Craft beer fans, pucker up, because the award-winning Beachwood BBQ and Brewing has released details about its highly anticipated new facility and sour beer venture, Beachwood Blendery.
In a 4,500-square-foot space adjacent to its downtown Long Beach brewpub, Beachwood Blendery will house a sour beer barrel room, a blendery, a lab and, eventually, a tasting room, where you can sip all the tasty results of this experiment in old-world tradition.
In an admittedly geeky undertaking, owner Gabe Gordon and his team (including brewmaster Julian Shrago and barrelmaster Ryan Fields, the latter formerly of Lost Abbey and Pizza Port San Clemente) will, through a series of guesses and checks, attempt to re-create authentic Belgian lambic and gueuze beers.
As barrel-aged, spontaneously fermented golden ales, lambics and gueuzes are some of the most highly acclaimed and fervently sought-after beers in the world. However, the styles are technically a protected cultural product and are currently only made, aged and blended in the Zenne River Valley outside of Brussels.
Just last month, Beachwood BBQ and Brewing hosted a handful of these inspirational beers and brewers — Cantillon and 3 Fonteinen among others — the day before the Shelton Bros. Festival. Just a few minutes after opening, the wait for a table was well over two hours. Those in line were steadfast and resolute because the available beers are virtually impossible to track down in this country. Beachwood Blendery will tap into this captive and eager audience who crave the tart complexity of these traditionally produced beers.
So what motivates an established brewery to attempt such an monumental project?
“At its core, this is a search to figure out what factually differentiates a Belgian lambic from what we do here in the United States,” Gordon says. “The truth is that lambics are different from [sours made in the U.S.]. Is it something in the air? In the equipment? In the wort profile? Is there a weird brewing method? I don't know, but I want to start ticking off boxes of what it isn't.” Beachwood Blendery, in defining what makes a traditional Belgian sour beer, will also redefine what makes a modern American sour beer.
Sour beer is not a new undertaking for American breweries. Many barrel programs incorporate strains of wild yeast and bacteria — the “bugs” that give sour beer its signature pucker. Beachwood Blendery will be different (and internationally significant) because it will meticulously re-create the conditions that produce traditional Belgian sours.
“My theory is that it's a function of temperature and humidity [that] makes the lambics from Belgium so good,” Gordon says. “I will design an environment to mimic a barrel room in Belgium and its daily fluctuations.” Careful climate control will foster an environment in Long Beach that is as close to the Zenne River Valley as possible.
Traditional ingredients such as unmalted wheat and aged hops will provide a foundation to nourish the wild yeast and bacteria. Beachwood Blendery also will mimic the method and aging process of these Belgian beers, using a copper koelschip (a big, flat, open-air fermenting container) to spontaneously ferment the beer before tucking it away in French oak barrels.
The result of these first batches will be akin to the lambics produced in Belgium. Gueuze, however, is a style of beer that defies our impulse for instant gratification. The typical beer lifespan, for any given IPA, for instance, is measured in months — from brew kettle to pint glass. Gueuze, on the other hand, is a blend of lambic beers that have been aged for one, two and three years. Its untamed flavors and complex aromas can be haunting and refreshing, and always make an impression. But this lengthy aging process means we won’t see Beachwood Blendery’s pièce de résistance until at least 2017.
In the meantime, Gordon and Fields will not be standing idly by.

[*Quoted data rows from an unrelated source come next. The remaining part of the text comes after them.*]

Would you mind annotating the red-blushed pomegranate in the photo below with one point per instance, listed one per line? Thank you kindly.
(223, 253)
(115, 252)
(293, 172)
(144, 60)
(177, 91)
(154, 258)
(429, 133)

They will use the coming months and years to explore each element of Belgian sour beer while also using contemporary American brewing methods to modernize the style. The Propogation series will feature single strains of wild yeast and bacteria to isolate the flavors that each produce. They will also make young, fruited sours, sweetened by nontraditional choices such as passion fruit, orange and guava (POG, inspired by Gordon’s surfing trips) and other tropical delights.
Beachwood Blendery is a beer geek dream, realized. An all-American gueuze would be the ultimate refreshment for sour beer drinkers. But it isn’t just we consumers who will benefit from Beachwood Blendery’s tart ambitions.
“For the Blendery team, this is as much an experimental platform for sours as it is a beer business,” Gordon says.
You brew it for the science, Gabe — we’ll drink it for the glory.